STANFORD, Calif. — Researchers at the Stanford University School of Medicine and Lucile Packard Children's Hospital Stanford have found a new way to boost the survival of pediatric patients whose hearts stop while they are hospitalized.
The researchers developed a broader approach to resuscitation training to include everyone who responds to a pediatric "code" event, the emergency call broadcast through the hospital when a patient's heart stops.
Before the new training was implemented, about 40 percent of the hospital's "code" patients survived their cardiac arrest, a figure comparable to the national average for children's hospitals. After training, survival jumped to 60 percent.
"The study used in-situ simulation to train our staff — we recreated scenarios from actual cases," said Deborah Franzon, MD, medical director of the hospital's pediatric intensive care unit and a clinical associate professor of pediatrics at Stanford. "Kids did better because our team was better prepared and better trained. It was pretty exciting for us to have this finding."
Franzon is the senior author of a paper about the findings that appears online today in Critical Care Medicine.
In the past, researchers had studied only nurses' and resident physicians' participation in training to respond to codes, said Lynda Knight, RN, MSN, the hospital's pediatric resuscitation program educator, who led the new research and is the lead author of the paper. Knight decided to broaden the training and assess any resulting differences.
"In the new study, we involved the entire code team, from attending physicians to security guards, to give everyone the practice they needed to be expert in their roles," Knight said. Actual pediatric cardiopulmonary arrests happen infrequently and are high-risk and stressful, she noted.

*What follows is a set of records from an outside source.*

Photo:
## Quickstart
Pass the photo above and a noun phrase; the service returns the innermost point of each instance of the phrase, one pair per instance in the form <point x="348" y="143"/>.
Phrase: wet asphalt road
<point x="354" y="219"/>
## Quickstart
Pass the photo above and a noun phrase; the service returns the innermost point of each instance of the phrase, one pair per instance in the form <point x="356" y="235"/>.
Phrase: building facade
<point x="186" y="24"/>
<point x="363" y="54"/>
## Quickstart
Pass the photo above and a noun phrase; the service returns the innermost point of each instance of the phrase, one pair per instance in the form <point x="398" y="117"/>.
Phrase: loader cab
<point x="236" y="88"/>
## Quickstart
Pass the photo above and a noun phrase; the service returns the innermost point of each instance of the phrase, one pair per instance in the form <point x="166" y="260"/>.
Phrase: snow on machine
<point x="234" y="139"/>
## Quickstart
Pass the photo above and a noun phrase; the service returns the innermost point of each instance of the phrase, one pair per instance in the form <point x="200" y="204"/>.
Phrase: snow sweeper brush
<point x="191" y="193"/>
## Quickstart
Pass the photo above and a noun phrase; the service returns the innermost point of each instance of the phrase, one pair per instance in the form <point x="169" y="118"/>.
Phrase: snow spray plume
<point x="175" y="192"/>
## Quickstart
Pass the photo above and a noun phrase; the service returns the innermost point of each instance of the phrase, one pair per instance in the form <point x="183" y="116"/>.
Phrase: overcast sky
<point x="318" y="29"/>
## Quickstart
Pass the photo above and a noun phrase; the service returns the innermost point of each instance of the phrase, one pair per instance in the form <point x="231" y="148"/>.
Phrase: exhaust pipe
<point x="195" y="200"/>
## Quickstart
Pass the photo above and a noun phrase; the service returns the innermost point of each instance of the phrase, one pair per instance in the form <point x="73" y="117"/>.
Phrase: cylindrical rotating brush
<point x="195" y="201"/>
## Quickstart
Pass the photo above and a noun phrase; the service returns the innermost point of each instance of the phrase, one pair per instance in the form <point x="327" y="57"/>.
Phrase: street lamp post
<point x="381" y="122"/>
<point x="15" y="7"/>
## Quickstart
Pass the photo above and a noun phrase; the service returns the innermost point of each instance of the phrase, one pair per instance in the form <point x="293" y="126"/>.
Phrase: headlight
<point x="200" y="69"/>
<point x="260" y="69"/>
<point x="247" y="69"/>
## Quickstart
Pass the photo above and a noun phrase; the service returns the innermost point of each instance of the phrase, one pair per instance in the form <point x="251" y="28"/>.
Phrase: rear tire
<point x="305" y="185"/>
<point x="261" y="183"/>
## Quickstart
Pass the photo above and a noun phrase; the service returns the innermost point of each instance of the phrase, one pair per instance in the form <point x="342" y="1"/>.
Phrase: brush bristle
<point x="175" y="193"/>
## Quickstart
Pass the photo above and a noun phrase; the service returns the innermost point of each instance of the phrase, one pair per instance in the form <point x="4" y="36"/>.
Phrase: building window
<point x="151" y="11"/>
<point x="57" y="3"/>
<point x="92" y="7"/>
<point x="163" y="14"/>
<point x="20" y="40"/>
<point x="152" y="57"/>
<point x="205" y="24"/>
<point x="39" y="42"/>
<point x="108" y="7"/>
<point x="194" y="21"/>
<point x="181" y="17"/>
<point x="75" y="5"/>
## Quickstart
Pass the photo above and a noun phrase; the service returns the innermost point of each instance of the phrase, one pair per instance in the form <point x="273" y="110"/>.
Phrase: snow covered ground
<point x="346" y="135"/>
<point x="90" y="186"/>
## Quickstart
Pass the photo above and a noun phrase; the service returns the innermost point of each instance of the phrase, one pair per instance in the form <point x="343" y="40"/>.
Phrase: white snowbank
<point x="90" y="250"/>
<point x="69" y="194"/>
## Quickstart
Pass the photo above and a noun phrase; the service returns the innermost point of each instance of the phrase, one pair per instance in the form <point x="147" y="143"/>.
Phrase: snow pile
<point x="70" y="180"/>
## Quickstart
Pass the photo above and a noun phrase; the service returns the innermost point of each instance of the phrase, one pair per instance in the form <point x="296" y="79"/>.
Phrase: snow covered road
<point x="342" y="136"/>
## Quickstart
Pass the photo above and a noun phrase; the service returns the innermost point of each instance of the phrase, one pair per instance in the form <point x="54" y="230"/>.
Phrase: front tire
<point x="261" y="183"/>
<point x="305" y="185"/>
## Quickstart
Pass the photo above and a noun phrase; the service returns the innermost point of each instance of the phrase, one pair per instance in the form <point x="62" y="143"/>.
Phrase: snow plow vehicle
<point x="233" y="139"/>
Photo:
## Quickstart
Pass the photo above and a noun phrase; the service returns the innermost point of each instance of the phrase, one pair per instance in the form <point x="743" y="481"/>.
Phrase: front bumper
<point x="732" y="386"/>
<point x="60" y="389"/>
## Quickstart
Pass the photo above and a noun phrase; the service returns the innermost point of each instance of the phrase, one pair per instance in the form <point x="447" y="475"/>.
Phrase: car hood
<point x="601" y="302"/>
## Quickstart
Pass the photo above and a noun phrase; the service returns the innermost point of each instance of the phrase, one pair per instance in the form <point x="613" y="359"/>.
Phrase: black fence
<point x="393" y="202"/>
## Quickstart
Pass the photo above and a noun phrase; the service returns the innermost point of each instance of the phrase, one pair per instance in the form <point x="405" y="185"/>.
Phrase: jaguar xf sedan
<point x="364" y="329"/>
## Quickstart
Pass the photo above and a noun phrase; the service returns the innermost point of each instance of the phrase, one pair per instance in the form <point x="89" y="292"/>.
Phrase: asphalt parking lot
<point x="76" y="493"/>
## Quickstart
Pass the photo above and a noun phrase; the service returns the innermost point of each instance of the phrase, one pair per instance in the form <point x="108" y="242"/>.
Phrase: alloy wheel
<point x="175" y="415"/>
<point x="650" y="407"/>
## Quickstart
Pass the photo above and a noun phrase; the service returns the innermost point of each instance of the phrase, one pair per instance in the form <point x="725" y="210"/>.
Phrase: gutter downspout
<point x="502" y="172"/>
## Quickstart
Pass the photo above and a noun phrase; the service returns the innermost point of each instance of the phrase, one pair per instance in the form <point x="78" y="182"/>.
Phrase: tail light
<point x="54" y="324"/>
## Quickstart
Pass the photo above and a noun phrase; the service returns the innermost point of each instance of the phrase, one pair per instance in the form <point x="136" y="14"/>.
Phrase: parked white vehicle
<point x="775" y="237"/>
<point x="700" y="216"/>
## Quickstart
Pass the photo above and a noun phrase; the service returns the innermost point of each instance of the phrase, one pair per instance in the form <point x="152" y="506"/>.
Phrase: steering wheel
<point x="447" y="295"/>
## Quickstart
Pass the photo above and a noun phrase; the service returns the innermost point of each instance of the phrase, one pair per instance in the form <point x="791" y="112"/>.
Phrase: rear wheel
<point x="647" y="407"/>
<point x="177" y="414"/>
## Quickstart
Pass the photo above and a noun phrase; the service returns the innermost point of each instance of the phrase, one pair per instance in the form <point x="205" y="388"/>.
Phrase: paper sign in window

To train everyone, the research team staged mock codes in all areas of the hospital where the code team works. Staffers were paged as if there was a real code and did not know until they arrived that they were participating in a simulation. They resuscitated a medical mannequin whose condition could be programmed to improve or worsen depending on the effectiveness of their responses. The simulations were videotaped so that all members of the team could review and discuss their responses after the fact.
Although other researchers have studied the effect of simulations, few prior studies have tested a complete package of educational interventions for the entire code team in varied hospital settings. The simulations occurred both in locations where real codes are more common — such as the intensive care units — and those with few real codes, such as the radiology department.
One key goal of the training package was for one person to quickly assume the role of the code team leader, and for others to take on specific, pre-defined roles in the team's response. The roles were based on American Heart Association guidelines about best practices for resuscitation.
"It's sort of like an orchestra," Franzon said. "Everyone has a really important part to play." For instance, one physician or nurse stood at the code cart, distributing equipment. A social worker comforted the patient's parents. Security guards directed unnecessary foot traffic away from the area. A nursing supervisor made sure all essential roles were filled quickly.
After the training was implemented, the research team looked for changes in the success of real codes. The hospital's capacity expanded during the study, in part because of the opening of a new cardiovascular intensive care unit and a new cancer treatment center. The hospital's survival rate for code events improved during the study despite the influx of sicker patients using these new facilities. In addition to evaluating whether patients survived to hospital discharge, the team also tested survivors' neurologic outcomes for each code. Encouragingly, surviving patients had similar neurologic scores before and after the new training was implemented.
The simulations also provided risk-free opportunities to identify problems in hospital operations. For instance, during one simulation, the code team leaders found that their security badges did not give them access to the portion of the hospital where the simulation was staged.
"We'd hate to have that happen in a real scenario," Franzon said, adding that the problem was quickly corrected.
As a result of the new findings, Lucile Packard Children's Hospital Stanford has made the new training program a permanent part of its resuscitation education. The study's authors hope that other hospitals will make similar changes based on the success of their technique.
"With this training in place, responding to codes becomes muscle memory for the whole team," Knight said. "That's what's going to save lives."